Summary: This atrocity & the seriousness of its repercussions forced Jacob to finally take action with His family & seek God’s intervention. He tells his family to “Cast away the foreign gods you have with you." This focal point is the basis for revival.
GENESIS 35: 1-15
CAST AWAY OUR IDOLS
Sometimes it takes massive impacting events that awaken us so that we begin seriously considering our need for revival. As we grow older and settle into the routine of life and become not much different from the average believer, the Lord mercifully sends or allows shockwaves with the hope of reviving our stale relationship with Him.
God first speaks to you through His Word and in your inner being. But if your won’t listen, then God has to speak to you through your life situation or circumstances. How much easier it would have been to have listened to the Word of God in the first place. But God’s love is so intense and so deeply desirous of our good that when we become deaf to His Word or fail to respond to it, He mercifully knows how to get our attention through the events of life. Of course He would rather have us to respond to His Word without this special prompting. But when all else fails and after a long period of patience, then God speaks to us as individuals and nations through the problems and tragedies of life. [Walter Kaiser, Jr. Revives Us Again. Broadman & Holman Publ. Nashville, TN. 1999. p. 31.] [These problems and tragedies we often bring upon ourself because of our refusal to heed God’s Word.]
Although God is not the author of evil, Satan is, He does allow horrible things to happen to us to alarm us with how serious life and our spiritual health and maturity really are. Such were the circumstances in which Jacob found himself in Genesis 35. The whole problem started in his family, this time it centered around his daughter Dinah by his first wife Leah.
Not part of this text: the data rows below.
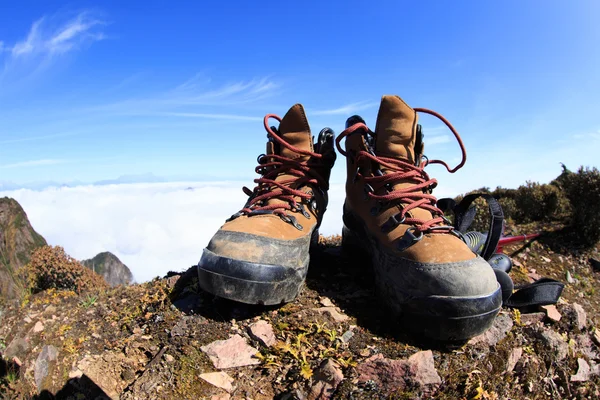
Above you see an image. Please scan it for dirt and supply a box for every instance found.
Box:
[0,220,600,399]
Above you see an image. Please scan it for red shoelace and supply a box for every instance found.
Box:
[240,114,328,218]
[335,108,467,233]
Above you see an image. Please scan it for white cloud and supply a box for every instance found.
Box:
[0,159,67,168]
[0,11,106,87]
[11,12,105,57]
[89,75,279,116]
[0,182,344,281]
[309,101,377,115]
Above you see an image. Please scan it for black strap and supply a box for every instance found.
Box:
[454,193,504,260]
[504,278,565,308]
[437,193,565,309]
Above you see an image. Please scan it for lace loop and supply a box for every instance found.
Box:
[232,114,328,222]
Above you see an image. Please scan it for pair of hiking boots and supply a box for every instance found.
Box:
[198,96,502,340]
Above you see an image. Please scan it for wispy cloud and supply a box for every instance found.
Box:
[0,11,106,87]
[156,112,262,121]
[83,76,279,120]
[0,159,67,168]
[573,129,600,140]
[0,132,79,144]
[423,135,451,147]
[310,101,377,115]
[11,11,106,57]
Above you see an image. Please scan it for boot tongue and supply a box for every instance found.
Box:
[375,96,417,164]
[375,96,433,221]
[279,104,313,160]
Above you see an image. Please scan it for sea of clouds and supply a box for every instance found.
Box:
[0,182,344,282]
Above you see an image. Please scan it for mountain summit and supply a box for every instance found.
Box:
[0,197,47,299]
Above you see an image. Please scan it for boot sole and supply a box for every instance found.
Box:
[198,231,319,305]
[342,226,502,341]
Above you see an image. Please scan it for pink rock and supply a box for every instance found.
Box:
[542,305,561,322]
[308,359,344,400]
[248,320,277,347]
[200,335,260,369]
[469,314,513,347]
[573,303,587,330]
[506,347,523,372]
[356,350,442,396]
[316,307,348,322]
[521,312,546,325]
[571,358,591,382]
[32,321,44,333]
[200,372,233,393]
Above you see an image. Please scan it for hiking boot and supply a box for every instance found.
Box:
[336,96,502,340]
[198,104,335,305]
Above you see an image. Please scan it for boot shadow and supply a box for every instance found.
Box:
[167,265,278,322]
[306,243,467,351]
[32,375,110,400]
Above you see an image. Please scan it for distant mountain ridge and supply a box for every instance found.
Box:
[0,197,47,299]
[81,251,133,286]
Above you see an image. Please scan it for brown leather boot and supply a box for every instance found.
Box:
[198,104,335,305]
[336,96,502,340]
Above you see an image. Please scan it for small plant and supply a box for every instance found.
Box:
[22,246,108,294]
[4,368,19,385]
[79,294,98,308]
[556,167,600,246]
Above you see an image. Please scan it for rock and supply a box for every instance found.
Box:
[342,329,354,343]
[541,305,561,322]
[200,335,260,369]
[575,333,598,360]
[200,372,233,393]
[571,358,591,382]
[535,328,569,361]
[32,321,44,333]
[69,368,83,379]
[166,275,181,289]
[469,314,513,347]
[44,304,56,314]
[81,251,133,286]
[248,320,277,347]
[506,347,523,372]
[171,316,189,337]
[316,307,348,322]
[33,345,58,392]
[572,303,587,330]
[521,312,546,325]
[356,350,442,396]
[319,297,335,307]
[308,359,344,400]
[3,337,29,359]
[593,328,600,346]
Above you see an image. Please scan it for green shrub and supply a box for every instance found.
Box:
[514,182,567,222]
[22,246,108,293]
[556,167,600,245]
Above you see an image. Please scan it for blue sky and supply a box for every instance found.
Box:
[0,1,600,191]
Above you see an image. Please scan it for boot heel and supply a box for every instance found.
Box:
[342,225,369,257]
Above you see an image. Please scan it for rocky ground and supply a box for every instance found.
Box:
[0,225,600,399]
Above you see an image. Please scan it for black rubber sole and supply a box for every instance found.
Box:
[342,226,502,341]
[198,231,319,305]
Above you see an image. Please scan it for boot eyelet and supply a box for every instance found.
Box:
[363,183,375,200]
[381,214,406,233]
[397,226,423,251]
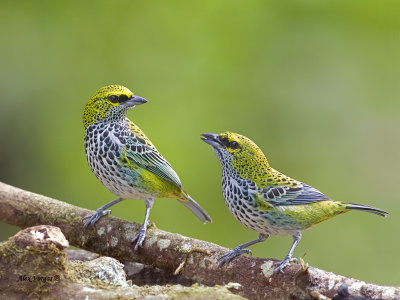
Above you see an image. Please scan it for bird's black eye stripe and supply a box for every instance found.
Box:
[108,95,118,103]
[220,138,229,147]
[119,94,128,103]
[229,141,239,149]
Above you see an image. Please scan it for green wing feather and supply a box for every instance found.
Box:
[123,126,182,188]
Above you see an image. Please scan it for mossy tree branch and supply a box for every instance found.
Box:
[0,183,400,299]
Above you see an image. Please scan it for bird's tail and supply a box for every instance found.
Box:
[346,203,389,217]
[178,190,212,223]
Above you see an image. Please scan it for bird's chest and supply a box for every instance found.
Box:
[85,124,120,172]
[222,174,257,229]
[85,124,142,198]
[222,174,292,235]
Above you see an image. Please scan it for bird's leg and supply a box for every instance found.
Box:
[218,233,269,267]
[132,198,154,251]
[274,232,301,273]
[82,198,124,228]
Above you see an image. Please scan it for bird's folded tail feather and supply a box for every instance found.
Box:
[346,203,389,217]
[178,190,212,223]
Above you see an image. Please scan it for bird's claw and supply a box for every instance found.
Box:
[218,247,252,268]
[131,222,149,251]
[274,257,299,273]
[82,209,111,228]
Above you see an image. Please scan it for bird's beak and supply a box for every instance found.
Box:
[201,133,223,147]
[125,95,147,107]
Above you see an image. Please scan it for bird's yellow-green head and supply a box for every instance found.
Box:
[83,85,147,128]
[202,131,271,181]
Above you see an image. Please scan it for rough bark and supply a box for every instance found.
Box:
[0,225,243,300]
[0,183,400,299]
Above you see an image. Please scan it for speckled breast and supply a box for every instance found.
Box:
[85,123,146,199]
[222,172,304,235]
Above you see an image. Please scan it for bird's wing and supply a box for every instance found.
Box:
[121,133,182,187]
[263,183,331,205]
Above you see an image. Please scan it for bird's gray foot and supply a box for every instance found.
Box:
[82,207,111,228]
[274,256,298,273]
[132,221,150,251]
[218,246,251,267]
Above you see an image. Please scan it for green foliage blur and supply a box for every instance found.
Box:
[0,0,400,285]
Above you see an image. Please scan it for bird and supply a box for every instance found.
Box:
[83,85,212,250]
[201,131,388,273]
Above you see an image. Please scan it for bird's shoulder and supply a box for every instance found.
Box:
[115,120,182,187]
[260,169,331,205]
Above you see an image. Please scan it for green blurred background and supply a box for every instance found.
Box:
[0,0,400,285]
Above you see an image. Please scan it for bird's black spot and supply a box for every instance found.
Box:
[136,136,146,144]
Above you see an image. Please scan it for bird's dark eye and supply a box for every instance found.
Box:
[229,141,239,149]
[119,94,128,103]
[108,95,118,103]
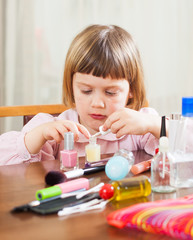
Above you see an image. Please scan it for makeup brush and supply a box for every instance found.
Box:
[45,165,105,186]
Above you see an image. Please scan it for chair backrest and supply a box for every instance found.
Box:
[0,104,68,125]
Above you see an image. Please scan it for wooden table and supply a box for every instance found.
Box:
[0,151,193,240]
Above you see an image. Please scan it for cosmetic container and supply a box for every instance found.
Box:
[60,132,79,171]
[36,178,100,201]
[99,175,151,201]
[85,136,101,164]
[105,149,134,180]
[169,113,181,153]
[171,97,193,188]
[151,137,175,193]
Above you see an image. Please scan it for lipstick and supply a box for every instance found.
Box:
[36,178,100,201]
[131,159,151,175]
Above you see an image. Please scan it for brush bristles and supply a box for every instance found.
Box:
[45,171,66,186]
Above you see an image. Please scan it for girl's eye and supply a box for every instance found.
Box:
[106,91,117,96]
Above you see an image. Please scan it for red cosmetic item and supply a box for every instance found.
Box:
[99,184,114,200]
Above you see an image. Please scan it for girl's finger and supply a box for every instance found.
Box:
[76,123,90,139]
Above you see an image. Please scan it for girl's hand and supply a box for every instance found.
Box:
[25,120,90,154]
[103,108,161,138]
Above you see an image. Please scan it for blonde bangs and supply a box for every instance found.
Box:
[63,25,146,110]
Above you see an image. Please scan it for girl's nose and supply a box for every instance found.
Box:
[91,95,105,108]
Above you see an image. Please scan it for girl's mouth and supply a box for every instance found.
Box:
[90,114,106,120]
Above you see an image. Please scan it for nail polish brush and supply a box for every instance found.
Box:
[91,126,111,138]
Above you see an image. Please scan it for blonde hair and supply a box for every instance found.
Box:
[63,25,147,110]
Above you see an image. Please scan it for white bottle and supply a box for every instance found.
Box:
[171,97,193,188]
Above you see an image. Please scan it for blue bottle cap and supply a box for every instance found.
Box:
[182,97,193,117]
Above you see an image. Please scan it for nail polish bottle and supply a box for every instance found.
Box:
[60,132,78,171]
[85,136,101,163]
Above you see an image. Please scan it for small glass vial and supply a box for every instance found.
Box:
[60,132,78,171]
[151,137,176,193]
[85,137,101,163]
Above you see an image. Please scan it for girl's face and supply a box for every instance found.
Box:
[73,73,131,134]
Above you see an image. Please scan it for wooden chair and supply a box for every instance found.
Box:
[0,104,68,125]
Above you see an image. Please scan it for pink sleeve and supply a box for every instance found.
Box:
[0,113,59,165]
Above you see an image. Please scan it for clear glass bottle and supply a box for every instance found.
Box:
[171,97,193,188]
[85,136,101,163]
[151,137,176,193]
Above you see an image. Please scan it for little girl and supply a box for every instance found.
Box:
[0,25,161,165]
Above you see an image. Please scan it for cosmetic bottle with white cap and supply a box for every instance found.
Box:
[60,132,79,171]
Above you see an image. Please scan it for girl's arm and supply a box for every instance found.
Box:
[24,120,89,154]
[103,108,161,138]
[0,113,90,165]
Jacob had just moved back into the land of Canaan [though it had been ten years since his return and meeting with Esau and Succoth’s founding- 33:17] from Paddan Aram (Gen. 33:18) when Shechem, the son of Hamor, ruler of that area, saw Dinah, took her, and raped her (Gen. 34:2). This tragedy set off a string of events that would permanently alter the lives of all who were touched by them. Nevertheless, God was still in control, allowing His will to be worked out in spite of the violence and reprehensible evil involved.
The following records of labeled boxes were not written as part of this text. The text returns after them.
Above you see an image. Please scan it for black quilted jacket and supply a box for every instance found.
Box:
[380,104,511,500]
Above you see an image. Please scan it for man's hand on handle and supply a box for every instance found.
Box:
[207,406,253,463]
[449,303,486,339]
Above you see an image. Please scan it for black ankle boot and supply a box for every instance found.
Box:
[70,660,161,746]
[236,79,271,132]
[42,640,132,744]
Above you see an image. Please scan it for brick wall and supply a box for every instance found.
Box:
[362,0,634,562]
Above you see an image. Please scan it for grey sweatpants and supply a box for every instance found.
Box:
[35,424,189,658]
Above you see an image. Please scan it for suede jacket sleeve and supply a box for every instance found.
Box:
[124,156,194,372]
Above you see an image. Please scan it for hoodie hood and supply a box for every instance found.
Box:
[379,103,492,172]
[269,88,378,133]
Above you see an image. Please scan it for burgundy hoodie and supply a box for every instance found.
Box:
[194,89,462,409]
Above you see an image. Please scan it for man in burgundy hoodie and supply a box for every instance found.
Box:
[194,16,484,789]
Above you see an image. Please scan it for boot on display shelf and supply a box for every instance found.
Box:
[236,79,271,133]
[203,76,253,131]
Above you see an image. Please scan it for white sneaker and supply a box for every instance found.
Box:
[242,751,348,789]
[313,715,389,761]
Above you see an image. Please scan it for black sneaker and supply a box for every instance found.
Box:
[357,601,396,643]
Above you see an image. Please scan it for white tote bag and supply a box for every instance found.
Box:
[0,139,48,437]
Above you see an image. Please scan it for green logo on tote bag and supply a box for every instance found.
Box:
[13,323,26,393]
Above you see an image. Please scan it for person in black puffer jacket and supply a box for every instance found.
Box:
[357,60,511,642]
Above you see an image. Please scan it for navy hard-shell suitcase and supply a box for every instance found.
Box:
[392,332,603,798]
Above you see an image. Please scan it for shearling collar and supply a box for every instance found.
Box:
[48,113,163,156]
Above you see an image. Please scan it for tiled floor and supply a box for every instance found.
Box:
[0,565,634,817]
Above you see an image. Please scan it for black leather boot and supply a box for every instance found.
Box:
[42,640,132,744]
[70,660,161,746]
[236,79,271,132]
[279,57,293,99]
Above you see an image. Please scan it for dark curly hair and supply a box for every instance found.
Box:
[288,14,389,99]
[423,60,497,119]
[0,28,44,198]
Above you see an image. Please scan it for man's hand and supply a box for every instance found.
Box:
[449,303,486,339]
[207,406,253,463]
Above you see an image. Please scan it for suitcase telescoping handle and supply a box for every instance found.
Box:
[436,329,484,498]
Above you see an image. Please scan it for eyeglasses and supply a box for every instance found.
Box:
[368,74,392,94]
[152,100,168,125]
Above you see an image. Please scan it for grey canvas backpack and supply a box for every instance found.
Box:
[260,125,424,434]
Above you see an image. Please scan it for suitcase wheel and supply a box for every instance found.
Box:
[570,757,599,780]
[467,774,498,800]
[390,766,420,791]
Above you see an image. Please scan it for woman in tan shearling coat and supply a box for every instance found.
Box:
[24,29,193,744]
Hamor came to Jacob to negotiate a marriage for his son, settle the bride-price, and to establish friendly relations, only to learn that there was trouble. Dinah’s brothers in particular were outraged at what had happened to their sister; “a thing that should not be done” (Gen.34:7). Hamor offered favorable terms, involving the offer of intermarriage between their families, but he had no understanding of the impossibilities this presented for a people who were not to be unequally yoked to unbelievers. But then, what real difference was there between unbelieving Shechemites and Jacob’s family? In practice their lives seemed too much alike.
Jacob had promised God some thirty years earlier, when he was fleeing the wrath of his deceived brother, Esau, that if God would be with him, watch over him, and return him safely to Canaan, then Yahweh would be his God, and he would serve Him. But like so many of us in these “foxhole” experiences, Jacob had forgotten his vow. Yet God had returned him safely to his land and had blessed him and had caused his life to overflow with the bounty of God’s goodness (Gen 28:20-22). How, we ask in amazement, could Jacob have been so ungrateful? Jacob had nothing but problems when he cried out for help. Was thirty years not enough time to remember and make good his vow to God? Perhaps Jacob thought himself a self-made man, that he did it himself. After all, had it not been by his own hard work, wits, sheer willpower and drive that he had become what he was?